He suggested that price hikes may have been shifted from December into January, making year-end inflation appear lower while pushing the burden into the new year.
He closed his critique with a line that now defines the debate:
“Being able to change approaches is far more important than changing indices.”
Hakan Kara: Central Bank Forecasts Will Not Survive This Shift
Former Central Bank chief economist Prof. Dr. Hakan Kara offered a more measured—but no less consequential—assessment. He acknowledged that the new CPI system may measure inflation at higher levels, yet argued that TÜİK’s willingness to adopt it could strengthen institutional credibility.
“The new CPI index may measure inflation at higher levels. TÜİK’s decision to switch to this index, despite that, actually supports its institutional credibility,” Kara said.
However, Kara warned that monetary policy would not remain untouched. Following the January inflation surprise and the transition to the new index, he expects the Central Bank of the Republic of Turkey (CBRT) to revise its official forecast.
“I believe the Central Bank will raise its year-end inflation forecast from 16 percent to 19 percent,” he said.
Kara, notably, kept his own forecast unchanged at 25 percent—well above official targets.
İris Cibre: “None of This Makes Sense”
Market analyst İris Cibre focused her criticism on the CPI basket weights, arguing that this year’s changes contradict basic economic logic.
“Every year, basket weights change. The general principle is simple: items rising faster than headline inflation gain weight, those rising slower lose weight,” she said.
“But this year, we are seeing the opposite.”
Housing became the most controversial example. Despite rent prices rising by roughly 61 percent, housing’s weight in the basket either stagnated or declined.
“This cannot be explained by subsidies,” Cibre said. “If the old method had been used, inflation would have been much higher. What we are seeing now is already the reduced version.”

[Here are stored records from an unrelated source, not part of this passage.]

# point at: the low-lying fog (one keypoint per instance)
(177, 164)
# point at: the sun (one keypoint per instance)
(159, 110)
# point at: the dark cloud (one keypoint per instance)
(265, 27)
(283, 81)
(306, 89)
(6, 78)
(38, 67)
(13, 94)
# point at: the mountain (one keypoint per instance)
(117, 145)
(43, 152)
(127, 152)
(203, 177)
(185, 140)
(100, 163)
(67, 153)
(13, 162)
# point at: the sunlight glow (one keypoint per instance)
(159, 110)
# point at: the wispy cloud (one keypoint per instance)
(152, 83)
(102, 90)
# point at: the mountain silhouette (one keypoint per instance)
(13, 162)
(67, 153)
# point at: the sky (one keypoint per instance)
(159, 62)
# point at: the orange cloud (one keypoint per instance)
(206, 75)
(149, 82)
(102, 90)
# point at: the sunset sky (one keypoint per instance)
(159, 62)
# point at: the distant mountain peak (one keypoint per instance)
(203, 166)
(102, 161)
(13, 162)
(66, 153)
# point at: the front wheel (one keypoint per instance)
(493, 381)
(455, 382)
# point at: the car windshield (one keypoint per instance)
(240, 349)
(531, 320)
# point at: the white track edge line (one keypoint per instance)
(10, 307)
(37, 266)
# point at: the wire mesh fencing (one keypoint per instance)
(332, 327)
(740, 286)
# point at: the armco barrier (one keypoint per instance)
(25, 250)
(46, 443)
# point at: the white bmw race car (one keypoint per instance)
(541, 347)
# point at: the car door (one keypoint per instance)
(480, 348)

She also questioned why the clothing category gained weight even though its price increases remained below headline inflation.

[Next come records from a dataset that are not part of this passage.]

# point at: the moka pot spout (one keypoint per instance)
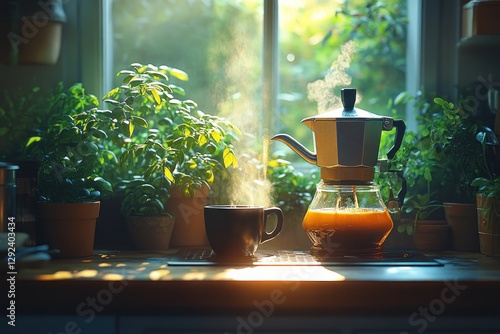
(297, 147)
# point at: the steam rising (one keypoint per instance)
(322, 91)
(249, 186)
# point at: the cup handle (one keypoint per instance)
(279, 225)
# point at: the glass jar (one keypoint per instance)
(347, 218)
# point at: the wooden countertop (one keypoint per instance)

“I simply cannot make sense of this,” she added.
A Warning Hidden in the Central Bank’s Own Words
Cibre also pointed to a technical analysis published on the Central Bank’s official blog, Merkezin Güncesi. According to the blog, the new methodology reduced January inflation by 0.1 percentage points but increased annual inflation by approximately 1 percentage point.

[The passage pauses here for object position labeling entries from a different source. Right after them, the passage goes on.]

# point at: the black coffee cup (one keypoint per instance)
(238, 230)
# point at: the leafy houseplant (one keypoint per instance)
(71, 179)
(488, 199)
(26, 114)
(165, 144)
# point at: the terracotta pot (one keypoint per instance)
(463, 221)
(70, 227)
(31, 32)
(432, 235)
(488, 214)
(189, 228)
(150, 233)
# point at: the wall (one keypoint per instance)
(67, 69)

“This blog made me think the Central Bank will revise its 16 percent target,” Cibre said, arguing that the technical impact alone could force a policy recalibration.
Central Bank Confirms Upward Pressure
The CBRT’s own analysis confirmed that the CPI basket now places significantly greater weight on services. Compared to last year, services gained 7.4 percentage points, while energy fell by 3.2 points and core goods by 3.0 points.
Transportation, restaurants, hotels, and other service categories became more dominant, while food experienced a modest overall decline. Processed food gained weight, while fresh fruits and vegetables lost ground.
Central Bank analysts concluded that although the immediate effect slightly lowered monthly inflation, the longer-term impact is unavoidable.
“The upward impact on annual inflation is expected to be approximately 1 percentage point.”
More Than an Inflation Debate
What began as a statistical recalculation has evolved into a broader confrontation over trust, transparency, and economic reality. Inflation is not just a number in Turkey—it is a lived experience, a political fault line, and a measure of institutional credibility.
With formulas rewritten and expectations shifting, one thing is certain: the argument over inflation in Turkey is no longer about mathematics alone. It concerns who controls the narrative and who bears the price.